Bogor.swaradesaku.com. Kegiatan penyuntikan Gas Subsidi 3 Kg ke Non Subsidi 12 Kg yang beroperasi di wilayah Sukasari, Kecamatan Rumpin, Kabupaten Bogor, Provinsi Jawa Barat nyaris tak tersentuh oleh hukum. Kamis, 08/01/2026.
Meski sebelumnya sudah sering sekali tersiar kabar berita terkait adanya penggerebekan yang dilakukan oleh Aparat Penegak Hukum (APH) terhadap para pelaku mafia Migas. Namun hal itu ternyata tidak cukup untuk membuat mereka jera, bahkan kejahatan sosial yang merampas hak masyarakat miskin tersebut klterkesan seperti dipelihara.

Sehingga kerajaan gas ilegal yang berada di Rumpin, Bogor itu sudah seperti rumput liar yang sangat sulit untuk dihabisi, selalu tumbuh dan tumbuh lagi. Tentu saja hal ini menjadi tantangan bagi Aparat Penegak Hukum, apakah mafia migas ini akan diberantas ke akar-akarnya atau membiarkannya sebagai ladang pencahariannya.

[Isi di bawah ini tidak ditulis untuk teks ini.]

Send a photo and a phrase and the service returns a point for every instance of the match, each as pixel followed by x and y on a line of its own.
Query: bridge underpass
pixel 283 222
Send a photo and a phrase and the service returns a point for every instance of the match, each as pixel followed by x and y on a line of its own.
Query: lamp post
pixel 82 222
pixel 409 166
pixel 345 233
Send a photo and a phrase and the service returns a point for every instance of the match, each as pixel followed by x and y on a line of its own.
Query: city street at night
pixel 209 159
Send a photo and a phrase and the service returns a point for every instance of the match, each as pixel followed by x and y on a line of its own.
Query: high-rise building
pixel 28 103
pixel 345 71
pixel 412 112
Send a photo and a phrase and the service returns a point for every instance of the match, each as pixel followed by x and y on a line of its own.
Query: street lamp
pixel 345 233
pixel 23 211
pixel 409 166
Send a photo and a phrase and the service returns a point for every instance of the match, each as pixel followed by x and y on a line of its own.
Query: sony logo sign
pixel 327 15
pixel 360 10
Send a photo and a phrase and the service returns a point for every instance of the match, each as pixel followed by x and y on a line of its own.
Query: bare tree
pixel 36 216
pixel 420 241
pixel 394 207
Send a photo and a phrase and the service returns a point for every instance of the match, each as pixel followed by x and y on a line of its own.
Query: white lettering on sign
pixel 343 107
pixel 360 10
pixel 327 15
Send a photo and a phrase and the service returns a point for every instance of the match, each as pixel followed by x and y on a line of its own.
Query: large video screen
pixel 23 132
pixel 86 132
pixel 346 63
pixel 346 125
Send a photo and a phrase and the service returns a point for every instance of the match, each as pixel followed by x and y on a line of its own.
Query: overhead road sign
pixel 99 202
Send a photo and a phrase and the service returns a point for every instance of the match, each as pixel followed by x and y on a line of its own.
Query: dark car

Diharapkan, Aparat Penegak Hukum (APH) Kabupaten Bogor, khususnya wilayah Rumpin berpihak kepada rakyat dan membuktikan bahwa mereka tidak terlibat dalam penyuntikan gas subsidi dengan melakukan tindakan tegas secepatnya.
seseorang yang sering disapa GB atau Jiun adalah Bos besar mafia gas yang dibantu oleh Riki sebagai Koordinator Lapangan.(Korlap) mengakui penyuntikan gas subsidi 3 Kg ke non subsidi 12 Kg adalah miliknya. Kamis, 08/01/2026.
“Saya siap diborgol atau dikandangin terkait gas oplosan ini, karena kami baru jalan 4 hari ini juga buat makan anak buah saya, kalo saya sendiri tidak mengambil untung ,” ujar GB kepada Wartawan.
Sementara, Riki sebagai korlap menjelaskan bahwa penyuntikan gas ilegal sudah tidak seperti dulu lagi, kalau dulu dipimpin oleh Jipeng alias Yasripen anggota Bravo dari kesatuan 90 Angkatan Udara (AU). Kalau sekarang para pemain gas itu kucing-kucingan karena tidak ada yang bertanggungjawab.
“Sekarang penyuntikan nggak kayak zamannya jipeng atau Yasripen, karena sekarang bravo sudah ada 12 anggota yang di pindah ke Bandung akibat membekingi gas oplosan, sekarang mah kita main sendiri, itu juga umpet-umpetan, susah nggak ada yang tanggungjawab, dokternya ada 6 orang, itupun orang sini semua, es batunya juga dari warga sekitar semua, kita baru seminggu beroperasi,” ucapnya.
Penyuntikan gas LPG bersubsidi adalah ilegal dan diatur dalam berbagai undang-undang di Indonesia, terutama UU Nomor 22 Tahun 2001 tentang Migas yang diubah oleh UU Cipta Kerja (UU No. 6 Tahun 2023), yang mengancam pidana penjara hingga 6 tahun dan denda Rp60 Miliar bagi pelakunya.
Pelaku juga bisa dijerat UU Perlindungan Konsumen (UU No. 8 Tahun 1999) serta UU TPPU (UU No. 8 Tahun 2010), dengan sanksi berlapis untuk melindungi subsidi energi bagi masyarakat miskin.

Setelah berita ini tayang kami (redaksi) akan konfirmasi ke Aparat Penegak Hukum (APH) dalam hal Polres Bogor dan Polda Jabar.